Unified pi-infer Abstraction with Model Fallback
Context
The joelclaw codebase shells out to pi (via Bun.spawnSync) in 13+ files across 15+ call sites for LLM inference — recall rewrite, o11y triage, email cleanup, meeting analysis, memory observe/promote/review, task triage, media processing, diagnostics, and log summarization.
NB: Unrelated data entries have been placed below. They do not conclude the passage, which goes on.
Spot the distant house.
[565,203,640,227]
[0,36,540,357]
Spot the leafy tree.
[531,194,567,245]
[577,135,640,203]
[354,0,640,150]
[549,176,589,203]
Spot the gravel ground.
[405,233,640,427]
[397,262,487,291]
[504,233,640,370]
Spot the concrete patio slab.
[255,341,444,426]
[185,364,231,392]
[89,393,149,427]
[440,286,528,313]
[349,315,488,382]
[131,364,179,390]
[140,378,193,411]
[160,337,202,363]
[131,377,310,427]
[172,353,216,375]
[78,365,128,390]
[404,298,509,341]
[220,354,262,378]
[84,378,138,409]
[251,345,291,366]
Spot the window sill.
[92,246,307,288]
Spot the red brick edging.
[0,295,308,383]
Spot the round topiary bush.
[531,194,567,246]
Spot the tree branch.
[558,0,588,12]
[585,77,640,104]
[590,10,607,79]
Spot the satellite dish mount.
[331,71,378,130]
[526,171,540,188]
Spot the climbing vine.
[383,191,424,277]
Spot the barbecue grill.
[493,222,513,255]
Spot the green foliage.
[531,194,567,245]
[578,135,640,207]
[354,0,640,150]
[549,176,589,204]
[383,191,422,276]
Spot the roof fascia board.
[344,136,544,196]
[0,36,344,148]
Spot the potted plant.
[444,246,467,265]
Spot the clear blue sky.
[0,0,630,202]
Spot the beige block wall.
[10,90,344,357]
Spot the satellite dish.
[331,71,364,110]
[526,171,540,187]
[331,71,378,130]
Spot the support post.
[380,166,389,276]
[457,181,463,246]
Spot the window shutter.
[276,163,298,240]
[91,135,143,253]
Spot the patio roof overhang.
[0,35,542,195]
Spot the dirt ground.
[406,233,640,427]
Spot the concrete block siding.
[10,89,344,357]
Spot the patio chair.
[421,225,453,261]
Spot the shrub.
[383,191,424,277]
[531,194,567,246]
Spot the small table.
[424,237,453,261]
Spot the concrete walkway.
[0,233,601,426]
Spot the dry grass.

Each call site independently handles:
- Model selection (hardcoded strings:
"haiku","sonnet",TRIAGE_MODEL, etc.) - Timeout configuration (varying from 3s to 20s)
- stdout/stderr parsing
- Error handling and fallback behavior
- Environment setup (
TERM: "dumb", etc.)
The recall rewrite fix (ADR-0077, commit 6f2fab7) introduced an escalating fallback pattern — Haiku 10s → Haiku 15s → codex-spark 20s — that proved effective. This pattern should be the default for all pi inference, not copy-pasted per call site.
Decision
Create a shared piInfer() utility that encapsulates the pi subprocess pattern with model fallback.
API
// packages/shared/src/pi-infer.ts
interface PiInferOptions {
prompt: string
systemPrompt?: string
models?: PiModelAttempt[] // override default fallback chain
mode?: "text" | "json" // --mode flag
extraArgs?: string[] // additional pi flags
spawn?: SpawnHook // test injection
}
interface PiModelAttempt {
model: string // e.g. "anthropic/claude-haiku"
timeout: number // ms
}
interface PiInferResult {
text: string
model: string // which model succeeded
strategy: string // e.g. "haiku" | "openai" | "fallback"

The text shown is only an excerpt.